Coach Jim Mora said Monday in a press conference that just about every day at practice, Pasquale could be found “talking smack” to special teams coach Jeff Ulbrich with a playful, “You can’t block me! You can’t stop me!”
“He’s a tough sucker,” Mora said. “He’s what 5-7, buck 65, buck 70? But his frickin’ heart jumped out of his chest. He came across the middle in scout team when he knew he was going to get whacked and he’d just get up and go back.”
And he did it without a word of complaint, earning him the respect and admiration of his teammates.
With UCLA leading late in its home opener against Nevada two weekends ago, his fellow wide receivers lobbied wide receivers coach Eric Yarber to get Pasquale in the game, and No. 36 saw his first reps as a UCLA Bruin.

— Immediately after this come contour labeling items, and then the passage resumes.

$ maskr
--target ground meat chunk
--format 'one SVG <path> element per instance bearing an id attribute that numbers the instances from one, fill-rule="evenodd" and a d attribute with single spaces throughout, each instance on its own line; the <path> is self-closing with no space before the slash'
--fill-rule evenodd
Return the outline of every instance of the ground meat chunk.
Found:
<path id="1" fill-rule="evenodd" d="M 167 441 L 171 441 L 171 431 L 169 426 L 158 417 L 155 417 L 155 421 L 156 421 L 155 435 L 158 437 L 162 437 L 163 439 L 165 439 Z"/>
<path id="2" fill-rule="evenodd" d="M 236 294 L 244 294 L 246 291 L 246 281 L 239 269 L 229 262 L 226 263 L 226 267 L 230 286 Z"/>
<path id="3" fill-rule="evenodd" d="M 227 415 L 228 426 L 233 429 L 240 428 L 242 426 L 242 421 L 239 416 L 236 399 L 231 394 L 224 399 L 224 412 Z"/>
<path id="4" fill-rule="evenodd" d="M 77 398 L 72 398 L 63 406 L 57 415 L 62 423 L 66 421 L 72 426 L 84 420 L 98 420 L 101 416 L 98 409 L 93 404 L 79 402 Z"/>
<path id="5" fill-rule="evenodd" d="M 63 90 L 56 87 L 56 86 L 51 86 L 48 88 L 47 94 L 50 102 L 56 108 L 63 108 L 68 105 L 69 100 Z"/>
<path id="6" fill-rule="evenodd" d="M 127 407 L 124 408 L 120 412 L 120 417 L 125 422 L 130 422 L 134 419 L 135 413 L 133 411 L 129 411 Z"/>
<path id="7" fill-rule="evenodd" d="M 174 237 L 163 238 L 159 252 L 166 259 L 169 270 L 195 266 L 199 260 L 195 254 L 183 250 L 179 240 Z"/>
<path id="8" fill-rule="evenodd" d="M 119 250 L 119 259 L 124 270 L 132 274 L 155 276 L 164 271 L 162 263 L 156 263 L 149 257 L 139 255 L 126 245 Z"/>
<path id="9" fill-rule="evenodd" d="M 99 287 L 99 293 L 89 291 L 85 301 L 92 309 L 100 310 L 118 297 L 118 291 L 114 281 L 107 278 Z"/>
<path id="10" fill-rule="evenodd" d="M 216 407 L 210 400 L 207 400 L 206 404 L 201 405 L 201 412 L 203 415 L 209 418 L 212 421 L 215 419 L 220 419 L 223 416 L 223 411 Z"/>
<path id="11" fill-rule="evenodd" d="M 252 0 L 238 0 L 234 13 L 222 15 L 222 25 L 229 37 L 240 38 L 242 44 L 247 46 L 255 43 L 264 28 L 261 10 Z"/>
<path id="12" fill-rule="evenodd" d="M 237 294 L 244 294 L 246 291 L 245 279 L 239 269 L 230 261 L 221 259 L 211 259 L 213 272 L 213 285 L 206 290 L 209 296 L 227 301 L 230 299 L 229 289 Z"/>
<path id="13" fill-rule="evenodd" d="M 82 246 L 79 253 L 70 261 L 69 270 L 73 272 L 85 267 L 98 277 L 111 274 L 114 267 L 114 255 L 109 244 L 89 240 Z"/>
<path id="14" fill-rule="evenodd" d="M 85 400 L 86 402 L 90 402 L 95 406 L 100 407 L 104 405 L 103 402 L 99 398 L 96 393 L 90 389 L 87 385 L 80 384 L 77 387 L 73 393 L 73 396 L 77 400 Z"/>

Regardless of the team, regardless of his role, he was known as a selfless player who worked for something bigger than himself.
“Let me tell you what, No. 5, No. 10, No. 36, from Pop Warner to high school to college, never, ever, ever disappointed anybody,” said Pasquale’s father, Mel. “That’s what I know. He’s a great friend and a great kid and I’m going to miss him so terribly you don’t even know.”
Pasquale is survived by his parents, Mel and Laurie, his older brother, A.J., and his brothers on the UCLA football team.
A memorial service will be held for Pasquale on Sunday, Sept. 15, at 4 p.m. at San Clemente Presbyterian Church.
In lieu of gifts and flowers, donations can be made to the Nick Pasquale Foundation, which aims to offer financial support to charities and less fortunate athletes who play with extreme effort and leadership.